Interesting confounding problem involving in what should otherwise be a pretty straightforward regression analysis:

I am interested in whether being on a drug (E=exposure) during a course of therapy prolongs the time before a patient drops out of that therapy (S=survival). However, in my observational data set, individuals may have started taking this drug at any point - including midway through a course of therapy. Given this, if I take a totally naive approach and categorize exposure as binary variable where you either took the drug during a time that overlapped with your course of therapy or you didn't, then I have a problem: even if the null hypothesis is true, and being on the drug doesn't affect how long you stay in therapy at all, then by definition those who stayed in therapy longer will have a higher chance that any E will overlap with their course of therapy, and thus those selected on the basis of such overlap will have longer therapy courses providing a false positive finding.

In contrast, if I pick a fixed window for the exposure - say, 2 months, which is roughly the average S (time someone spends in this therapy), then I fix this problem, but create a new problem: anyone who drops out early - say, at 3 weeks - and turns to this drug as their next strategy and stays on it for 6 weeks will end up labeled as having been a case where they were on the drug during therapy, which is a significant mislabeling problem.

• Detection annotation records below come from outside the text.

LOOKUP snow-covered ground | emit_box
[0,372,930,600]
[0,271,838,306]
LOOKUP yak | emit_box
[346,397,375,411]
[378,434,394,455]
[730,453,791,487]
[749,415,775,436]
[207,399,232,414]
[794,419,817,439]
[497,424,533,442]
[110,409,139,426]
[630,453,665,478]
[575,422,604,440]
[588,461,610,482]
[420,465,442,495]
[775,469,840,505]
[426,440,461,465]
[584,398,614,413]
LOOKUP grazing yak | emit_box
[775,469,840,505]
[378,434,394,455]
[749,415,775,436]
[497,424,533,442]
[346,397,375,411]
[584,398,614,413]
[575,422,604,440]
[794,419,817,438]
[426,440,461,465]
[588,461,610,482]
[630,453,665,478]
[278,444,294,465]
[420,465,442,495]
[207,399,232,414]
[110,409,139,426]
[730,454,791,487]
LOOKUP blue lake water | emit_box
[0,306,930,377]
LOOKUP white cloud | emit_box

Finally, a third option would be to go straight to quantifying exposure in a graded way (which I want to do anyways, to look for a dose-response effect), and as I do so to scale exposure by the duration of therapy - ie, E ~ mean(dose/day) evaluated over the course of therapy. This at least doesn't cause the misclassification problem - but I'm not sure it actually avoids the initial bias problem: you're still more likely to have a non-zero level of exposure if you have a long course of therapy, even if the null hypothesis is true.

Any ideas? Any tips even just on how to map this to a more traditional problem would be appreciated!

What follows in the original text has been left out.